An elderly man speaks up and says that he doesn´t trust in strangers. “So many come here to get information, but they give nothing back.” He refuses to shake our hands if we don´t want to help out in their struggle. But the young chief, Juarez, maybe more familiar to MAB and their work, greets us welcome and thinks it important to meet foreign journalists.

– The world has to know what is happening here. All will be lost under the water, the fisheries, our hunting grounds, yes all of nature here. This is one of the few areas where there still exist large tracts of continuous forests. When roads are made farmers will move in and chop down all of the forest to create cattle pasture. This land is sacred to us, our ancestors are buried here and our gods live in the river. Our young will lose their history.

The dam will bring nothing good to the Indians, according to Chief Juarez. The government and the energy companies are the only winners.
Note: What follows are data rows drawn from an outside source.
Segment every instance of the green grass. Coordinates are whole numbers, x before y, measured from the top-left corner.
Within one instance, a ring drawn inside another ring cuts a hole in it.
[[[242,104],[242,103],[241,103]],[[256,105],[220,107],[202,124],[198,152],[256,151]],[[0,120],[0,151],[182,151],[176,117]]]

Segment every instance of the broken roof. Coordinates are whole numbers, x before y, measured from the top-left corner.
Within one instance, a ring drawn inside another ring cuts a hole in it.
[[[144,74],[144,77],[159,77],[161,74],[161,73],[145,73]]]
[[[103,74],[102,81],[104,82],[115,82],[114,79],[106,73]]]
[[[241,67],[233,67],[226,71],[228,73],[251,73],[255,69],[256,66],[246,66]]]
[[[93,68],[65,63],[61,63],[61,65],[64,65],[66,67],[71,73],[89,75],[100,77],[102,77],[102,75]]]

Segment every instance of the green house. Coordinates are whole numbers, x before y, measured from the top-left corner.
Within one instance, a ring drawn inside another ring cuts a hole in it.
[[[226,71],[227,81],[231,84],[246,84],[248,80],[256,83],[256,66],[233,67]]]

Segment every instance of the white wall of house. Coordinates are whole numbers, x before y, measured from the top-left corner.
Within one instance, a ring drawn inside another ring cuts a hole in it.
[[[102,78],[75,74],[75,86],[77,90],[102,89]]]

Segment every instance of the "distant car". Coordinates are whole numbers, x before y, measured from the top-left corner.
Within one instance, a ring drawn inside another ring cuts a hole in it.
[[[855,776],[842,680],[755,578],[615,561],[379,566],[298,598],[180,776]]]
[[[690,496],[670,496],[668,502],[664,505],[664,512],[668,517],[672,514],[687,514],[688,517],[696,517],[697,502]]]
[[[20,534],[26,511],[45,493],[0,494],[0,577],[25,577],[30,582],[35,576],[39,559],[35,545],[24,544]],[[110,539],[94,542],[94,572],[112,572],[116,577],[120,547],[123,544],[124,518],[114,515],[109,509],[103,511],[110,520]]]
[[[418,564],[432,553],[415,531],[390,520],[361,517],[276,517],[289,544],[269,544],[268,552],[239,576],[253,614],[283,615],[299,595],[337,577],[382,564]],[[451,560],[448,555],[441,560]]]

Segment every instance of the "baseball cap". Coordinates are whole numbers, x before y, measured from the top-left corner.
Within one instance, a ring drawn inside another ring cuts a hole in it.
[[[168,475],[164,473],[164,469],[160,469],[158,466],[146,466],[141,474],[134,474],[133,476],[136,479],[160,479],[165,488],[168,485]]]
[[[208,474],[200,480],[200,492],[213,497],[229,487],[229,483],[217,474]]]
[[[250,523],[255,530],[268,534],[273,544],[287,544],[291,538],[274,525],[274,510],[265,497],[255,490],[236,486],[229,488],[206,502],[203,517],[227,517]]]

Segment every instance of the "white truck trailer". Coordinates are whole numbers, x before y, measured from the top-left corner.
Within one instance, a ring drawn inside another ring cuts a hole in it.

– Brazil don´t need more energy, says Antonio, the village teacher. But the dams will make us lose all good that we get from nature. The government has promised schools and health care if we agree on the dam building, but we have rights to those things anyway, even without the dams. We want them to respect our human rights according to the ILO convention of indigenous people’s rights. What they want to do here is illegal also according to Brazilian law. There is no democracy here. We have been in meetings with the ministry of mining and energy in Brasilia; they stated that the dams will be constructed no matter what we say. To us this equals dictatorship.

 

Belo Monte-dammen

The Belo Monte project

The Belo Monte-dam has been planned and debated since the middle of the seventies. The complex of dams and dykes that now is been built has been modified after earlier criticism and is now a so called “run of the river”-plant, with a much smaller dam than usual. Still more than 1 500 square kilometers of rainforest will be flooded. The Xingu River however has large seasonal variability in water flows. The plant has a maximum capacity of 11 000 MW, but is large part of the year calculated to produce only a third of this. To make the plant economically viable there is need for several regulations dams further upstream. Those are yet only in an early planning stage, but they will flood several thousand more square kilometers of rainforest.

 

Electricity energy sources in Brazil:

Hydro                 79 %
Biofuels             6 %
Fossil Fuels      12 %
Nuclear             3 %

In Brazil the need for more electrical power is growing with about five per cent each year. Two thirds of the resources allocated for climate investments until the year 2020 is directed towards hydropower plants. While deforestation constitutes three fourths of all greenhouse gas emissions in the country and the dams contribute notably to the same deforestation Brazil has also committed itself to reduce deforestation substantially during the same time frame.